Chicago Gay History

Review
CHICAGO GAY HISTORY
Chicago, IL 60602
Link to website
Tracy Baim
editor@chicagogayhistory.com

Chicago’s gay community has contributed in many ways to the national and international fight for gay, lesbian, bisexual and transgender rights. However, those contributions have often been overlooked in documentations of the movement, and this new Chicago Gay History Project seeks to provide a comprehensive overview of those many important people, events, and organizations who helped the Windy City become a beacon of gay progress in the latter part of the 20th Century.

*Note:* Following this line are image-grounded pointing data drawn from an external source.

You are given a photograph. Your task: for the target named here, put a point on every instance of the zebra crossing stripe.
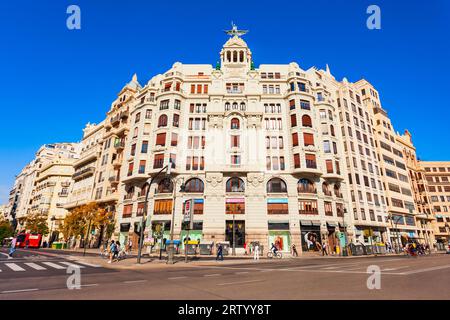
(53, 265)
(35, 266)
(70, 264)
(14, 267)
(88, 264)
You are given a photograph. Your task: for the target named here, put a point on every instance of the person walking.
(112, 250)
(219, 252)
(12, 248)
(324, 248)
(294, 251)
(130, 246)
(256, 251)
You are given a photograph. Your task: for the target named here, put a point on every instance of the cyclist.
(274, 249)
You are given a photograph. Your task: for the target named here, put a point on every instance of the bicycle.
(271, 255)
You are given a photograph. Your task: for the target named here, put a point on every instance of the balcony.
(120, 145)
(86, 172)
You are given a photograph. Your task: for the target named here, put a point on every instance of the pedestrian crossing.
(22, 266)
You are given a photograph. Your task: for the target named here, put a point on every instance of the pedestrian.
(294, 251)
(130, 246)
(112, 250)
(12, 248)
(256, 251)
(219, 252)
(324, 248)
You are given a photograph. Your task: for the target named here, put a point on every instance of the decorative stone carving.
(255, 179)
(214, 179)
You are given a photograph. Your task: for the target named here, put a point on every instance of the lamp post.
(144, 216)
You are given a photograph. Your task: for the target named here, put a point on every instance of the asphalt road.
(401, 277)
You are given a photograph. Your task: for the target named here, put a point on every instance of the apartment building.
(437, 175)
(82, 188)
(424, 218)
(396, 184)
(256, 149)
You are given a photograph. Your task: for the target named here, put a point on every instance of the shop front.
(279, 235)
(239, 232)
(195, 234)
(310, 235)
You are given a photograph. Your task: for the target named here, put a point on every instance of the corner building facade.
(255, 148)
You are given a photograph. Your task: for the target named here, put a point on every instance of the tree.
(6, 230)
(37, 223)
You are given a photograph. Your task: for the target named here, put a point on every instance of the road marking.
(22, 290)
(70, 264)
(134, 281)
(35, 266)
(238, 282)
(174, 278)
(53, 265)
(88, 264)
(14, 267)
(426, 269)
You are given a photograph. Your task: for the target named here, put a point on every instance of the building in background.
(437, 174)
(425, 221)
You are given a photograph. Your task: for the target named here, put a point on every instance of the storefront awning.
(310, 223)
(332, 224)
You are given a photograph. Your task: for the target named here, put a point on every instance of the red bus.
(30, 240)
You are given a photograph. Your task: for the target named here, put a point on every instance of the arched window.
(276, 185)
(235, 123)
(306, 186)
(162, 121)
(143, 191)
(194, 185)
(326, 189)
(337, 190)
(165, 186)
(235, 184)
(306, 121)
(130, 193)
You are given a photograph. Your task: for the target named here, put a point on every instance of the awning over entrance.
(310, 223)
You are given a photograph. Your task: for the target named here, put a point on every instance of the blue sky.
(54, 80)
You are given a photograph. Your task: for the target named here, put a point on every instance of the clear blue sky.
(54, 80)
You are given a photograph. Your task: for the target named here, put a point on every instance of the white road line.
(14, 267)
(134, 281)
(70, 264)
(35, 266)
(89, 285)
(88, 264)
(54, 265)
(238, 282)
(426, 269)
(22, 290)
(6, 255)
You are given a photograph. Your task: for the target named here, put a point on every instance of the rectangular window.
(161, 139)
(144, 147)
(141, 166)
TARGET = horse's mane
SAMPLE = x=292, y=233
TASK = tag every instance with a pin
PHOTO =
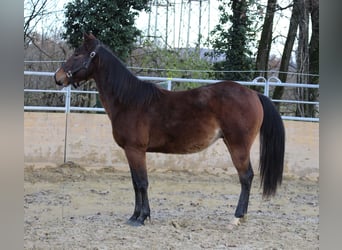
x=125, y=86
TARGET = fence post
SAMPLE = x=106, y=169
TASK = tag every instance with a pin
x=277, y=80
x=67, y=98
x=169, y=84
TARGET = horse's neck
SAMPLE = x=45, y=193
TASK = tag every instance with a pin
x=104, y=84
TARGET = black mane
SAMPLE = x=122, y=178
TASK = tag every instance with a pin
x=125, y=86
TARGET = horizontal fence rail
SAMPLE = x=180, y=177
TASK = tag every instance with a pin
x=259, y=81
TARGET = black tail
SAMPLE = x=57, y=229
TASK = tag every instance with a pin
x=272, y=148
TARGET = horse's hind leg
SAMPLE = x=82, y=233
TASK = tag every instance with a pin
x=241, y=160
x=246, y=182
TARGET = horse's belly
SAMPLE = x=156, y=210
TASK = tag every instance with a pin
x=185, y=144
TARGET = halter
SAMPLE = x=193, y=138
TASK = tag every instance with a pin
x=85, y=65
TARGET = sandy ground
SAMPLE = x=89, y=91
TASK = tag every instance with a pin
x=72, y=208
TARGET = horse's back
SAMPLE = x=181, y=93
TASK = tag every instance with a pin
x=190, y=121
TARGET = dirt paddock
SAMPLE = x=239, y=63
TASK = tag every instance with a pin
x=69, y=207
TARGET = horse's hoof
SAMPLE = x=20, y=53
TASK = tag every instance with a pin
x=135, y=223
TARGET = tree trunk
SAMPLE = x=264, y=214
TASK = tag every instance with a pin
x=265, y=40
x=285, y=59
x=314, y=55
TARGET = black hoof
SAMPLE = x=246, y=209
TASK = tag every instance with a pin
x=135, y=222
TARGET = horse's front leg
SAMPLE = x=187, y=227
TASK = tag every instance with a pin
x=137, y=163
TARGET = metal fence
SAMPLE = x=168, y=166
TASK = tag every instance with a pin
x=167, y=83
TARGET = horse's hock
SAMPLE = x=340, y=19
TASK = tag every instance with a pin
x=90, y=144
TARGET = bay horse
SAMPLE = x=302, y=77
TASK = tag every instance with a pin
x=147, y=118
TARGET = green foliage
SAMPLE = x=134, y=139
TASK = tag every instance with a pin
x=175, y=63
x=110, y=21
x=232, y=37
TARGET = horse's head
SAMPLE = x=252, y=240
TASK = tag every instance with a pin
x=79, y=66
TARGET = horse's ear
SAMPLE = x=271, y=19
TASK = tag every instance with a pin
x=89, y=37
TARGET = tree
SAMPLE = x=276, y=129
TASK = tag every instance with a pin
x=307, y=56
x=112, y=22
x=287, y=51
x=265, y=42
x=234, y=41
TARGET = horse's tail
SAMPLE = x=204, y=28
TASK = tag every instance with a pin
x=272, y=148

From the anti-gay police raids and harassment of earlier decades, Chicago has risen to become one of the most progressive cities in the world, with legal protections, a city-designated neighborhood, a major community center, the hosting of the Gay Games in 2006, and a city-sponsored Gay and Lesbian Hall of Fame. Illinois was the first state to remove its sodomy law, and the first gay-rights group in the U.S. started in Chicago.

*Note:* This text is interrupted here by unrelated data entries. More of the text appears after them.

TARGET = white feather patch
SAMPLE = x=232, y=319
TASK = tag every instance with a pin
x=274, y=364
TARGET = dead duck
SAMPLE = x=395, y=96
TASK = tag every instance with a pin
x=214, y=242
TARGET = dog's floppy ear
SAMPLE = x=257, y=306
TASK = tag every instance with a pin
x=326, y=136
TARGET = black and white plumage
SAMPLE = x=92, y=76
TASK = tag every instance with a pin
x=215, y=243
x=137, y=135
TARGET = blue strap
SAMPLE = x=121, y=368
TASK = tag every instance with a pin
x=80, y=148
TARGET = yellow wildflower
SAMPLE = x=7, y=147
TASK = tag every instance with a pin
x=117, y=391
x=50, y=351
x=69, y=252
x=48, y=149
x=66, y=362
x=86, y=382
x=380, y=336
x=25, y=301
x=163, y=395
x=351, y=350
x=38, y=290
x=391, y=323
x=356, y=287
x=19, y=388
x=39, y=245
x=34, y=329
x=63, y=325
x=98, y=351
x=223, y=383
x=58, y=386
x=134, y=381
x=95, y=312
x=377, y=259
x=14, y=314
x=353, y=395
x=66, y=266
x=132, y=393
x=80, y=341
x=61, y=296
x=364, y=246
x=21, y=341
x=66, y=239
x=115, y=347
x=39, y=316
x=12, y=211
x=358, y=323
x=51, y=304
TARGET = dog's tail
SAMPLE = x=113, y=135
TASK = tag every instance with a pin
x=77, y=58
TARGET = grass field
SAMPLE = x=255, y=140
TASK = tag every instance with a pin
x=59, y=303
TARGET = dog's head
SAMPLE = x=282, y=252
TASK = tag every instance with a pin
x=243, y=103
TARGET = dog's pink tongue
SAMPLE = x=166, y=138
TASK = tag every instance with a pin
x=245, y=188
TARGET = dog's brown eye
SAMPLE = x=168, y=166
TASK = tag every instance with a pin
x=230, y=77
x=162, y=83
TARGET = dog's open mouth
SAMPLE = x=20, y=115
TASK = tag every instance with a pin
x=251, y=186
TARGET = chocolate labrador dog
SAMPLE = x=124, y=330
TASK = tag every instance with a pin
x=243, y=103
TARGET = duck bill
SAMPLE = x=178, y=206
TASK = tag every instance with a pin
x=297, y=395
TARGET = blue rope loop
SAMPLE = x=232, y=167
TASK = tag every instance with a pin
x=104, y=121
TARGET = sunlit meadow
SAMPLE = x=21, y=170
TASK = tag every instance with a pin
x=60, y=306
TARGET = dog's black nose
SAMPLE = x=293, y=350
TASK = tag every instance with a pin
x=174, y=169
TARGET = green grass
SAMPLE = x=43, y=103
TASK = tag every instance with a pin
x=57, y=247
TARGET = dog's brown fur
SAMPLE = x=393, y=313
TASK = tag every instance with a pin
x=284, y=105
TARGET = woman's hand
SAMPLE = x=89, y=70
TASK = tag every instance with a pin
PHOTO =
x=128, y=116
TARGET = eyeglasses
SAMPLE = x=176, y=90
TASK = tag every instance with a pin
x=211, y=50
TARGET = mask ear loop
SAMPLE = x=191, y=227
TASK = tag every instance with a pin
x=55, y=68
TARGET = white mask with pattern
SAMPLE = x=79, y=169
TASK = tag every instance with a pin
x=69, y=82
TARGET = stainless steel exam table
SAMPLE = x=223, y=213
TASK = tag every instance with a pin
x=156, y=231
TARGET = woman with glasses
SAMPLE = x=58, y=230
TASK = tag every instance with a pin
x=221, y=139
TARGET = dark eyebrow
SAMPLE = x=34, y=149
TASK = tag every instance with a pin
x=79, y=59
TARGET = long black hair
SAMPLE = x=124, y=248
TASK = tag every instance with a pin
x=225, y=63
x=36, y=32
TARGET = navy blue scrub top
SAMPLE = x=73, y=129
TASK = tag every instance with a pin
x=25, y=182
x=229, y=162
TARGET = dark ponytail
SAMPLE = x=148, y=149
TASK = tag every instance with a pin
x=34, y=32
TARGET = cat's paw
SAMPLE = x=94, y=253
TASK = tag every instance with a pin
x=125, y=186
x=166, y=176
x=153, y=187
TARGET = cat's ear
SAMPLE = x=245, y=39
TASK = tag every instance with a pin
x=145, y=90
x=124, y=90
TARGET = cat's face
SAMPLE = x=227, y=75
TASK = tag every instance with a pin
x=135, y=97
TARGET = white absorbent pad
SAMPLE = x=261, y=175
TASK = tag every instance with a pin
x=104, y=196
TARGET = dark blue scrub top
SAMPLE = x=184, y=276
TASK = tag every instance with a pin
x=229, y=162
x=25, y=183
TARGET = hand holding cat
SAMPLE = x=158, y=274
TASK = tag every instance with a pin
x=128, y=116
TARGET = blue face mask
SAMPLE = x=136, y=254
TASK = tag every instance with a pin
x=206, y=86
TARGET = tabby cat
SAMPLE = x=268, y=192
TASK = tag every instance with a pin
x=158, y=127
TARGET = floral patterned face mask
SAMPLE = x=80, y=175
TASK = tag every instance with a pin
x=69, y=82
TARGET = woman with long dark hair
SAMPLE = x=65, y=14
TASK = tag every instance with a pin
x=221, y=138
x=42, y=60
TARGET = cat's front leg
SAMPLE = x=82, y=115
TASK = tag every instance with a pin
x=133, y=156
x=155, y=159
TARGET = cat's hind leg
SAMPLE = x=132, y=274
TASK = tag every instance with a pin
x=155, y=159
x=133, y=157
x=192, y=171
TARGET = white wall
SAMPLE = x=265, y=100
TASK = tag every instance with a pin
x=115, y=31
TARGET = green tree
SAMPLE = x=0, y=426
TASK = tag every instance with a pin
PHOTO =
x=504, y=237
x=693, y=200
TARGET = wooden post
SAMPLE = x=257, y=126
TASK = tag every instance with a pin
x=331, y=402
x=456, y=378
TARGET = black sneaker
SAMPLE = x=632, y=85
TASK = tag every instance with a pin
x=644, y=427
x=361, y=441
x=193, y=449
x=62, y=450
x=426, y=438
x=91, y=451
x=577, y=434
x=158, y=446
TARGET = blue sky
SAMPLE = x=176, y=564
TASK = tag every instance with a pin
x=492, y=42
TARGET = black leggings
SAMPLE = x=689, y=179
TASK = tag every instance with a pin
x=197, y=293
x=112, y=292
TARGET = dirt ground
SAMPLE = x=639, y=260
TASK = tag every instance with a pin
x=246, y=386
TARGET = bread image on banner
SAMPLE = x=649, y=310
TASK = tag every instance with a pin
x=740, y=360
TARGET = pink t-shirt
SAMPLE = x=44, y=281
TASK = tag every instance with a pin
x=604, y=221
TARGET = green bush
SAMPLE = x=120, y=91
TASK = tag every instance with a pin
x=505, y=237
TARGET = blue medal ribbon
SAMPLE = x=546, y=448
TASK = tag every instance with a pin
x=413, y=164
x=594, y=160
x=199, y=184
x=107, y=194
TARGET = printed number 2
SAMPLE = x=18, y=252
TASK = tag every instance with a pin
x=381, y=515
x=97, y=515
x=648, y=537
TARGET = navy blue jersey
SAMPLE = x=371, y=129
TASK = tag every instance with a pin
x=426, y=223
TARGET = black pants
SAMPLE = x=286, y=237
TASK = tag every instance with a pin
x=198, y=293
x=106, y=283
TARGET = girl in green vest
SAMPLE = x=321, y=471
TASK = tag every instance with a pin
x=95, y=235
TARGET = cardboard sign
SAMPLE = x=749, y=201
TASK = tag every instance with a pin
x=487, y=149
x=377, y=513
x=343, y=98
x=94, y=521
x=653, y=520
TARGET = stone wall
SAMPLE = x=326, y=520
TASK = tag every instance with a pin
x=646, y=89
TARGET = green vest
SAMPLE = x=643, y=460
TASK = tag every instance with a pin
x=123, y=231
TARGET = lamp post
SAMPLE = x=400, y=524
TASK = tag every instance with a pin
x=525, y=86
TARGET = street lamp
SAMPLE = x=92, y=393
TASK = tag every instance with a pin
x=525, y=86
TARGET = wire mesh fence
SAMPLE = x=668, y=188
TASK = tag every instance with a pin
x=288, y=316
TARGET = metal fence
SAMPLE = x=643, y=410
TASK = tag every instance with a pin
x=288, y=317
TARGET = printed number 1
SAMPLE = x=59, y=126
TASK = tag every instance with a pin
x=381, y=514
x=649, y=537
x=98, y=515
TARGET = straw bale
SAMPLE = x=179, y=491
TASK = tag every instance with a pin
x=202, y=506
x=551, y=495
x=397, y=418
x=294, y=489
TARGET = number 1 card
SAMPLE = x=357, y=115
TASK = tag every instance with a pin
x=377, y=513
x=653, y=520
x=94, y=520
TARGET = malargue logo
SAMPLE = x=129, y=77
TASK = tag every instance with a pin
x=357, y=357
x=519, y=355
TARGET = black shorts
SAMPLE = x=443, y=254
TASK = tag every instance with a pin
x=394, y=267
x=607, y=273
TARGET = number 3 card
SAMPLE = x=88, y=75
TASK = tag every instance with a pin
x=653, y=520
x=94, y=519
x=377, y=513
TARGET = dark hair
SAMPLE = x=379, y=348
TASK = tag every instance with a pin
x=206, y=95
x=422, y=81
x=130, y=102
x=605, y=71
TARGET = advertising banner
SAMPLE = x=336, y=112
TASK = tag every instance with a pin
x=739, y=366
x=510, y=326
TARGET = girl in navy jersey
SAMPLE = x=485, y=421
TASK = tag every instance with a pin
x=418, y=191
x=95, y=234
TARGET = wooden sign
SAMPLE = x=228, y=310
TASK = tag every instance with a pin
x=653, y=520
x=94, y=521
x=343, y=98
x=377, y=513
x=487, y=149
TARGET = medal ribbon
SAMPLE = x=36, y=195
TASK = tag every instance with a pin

While The Society of Human Rights in the 1920s was short-lived (due to police intervention), the visionary who started that group, Henry Gerber, was among the many Chicagoans who were at the vanguard of the movement for gay equality. From Jane Addams to Lorraine Hansberry, Marie J. Kuda to William Kelley, Chuck Renslow to Vernita Gray, this projects takes an extensive look back, so that we may learn for a better future.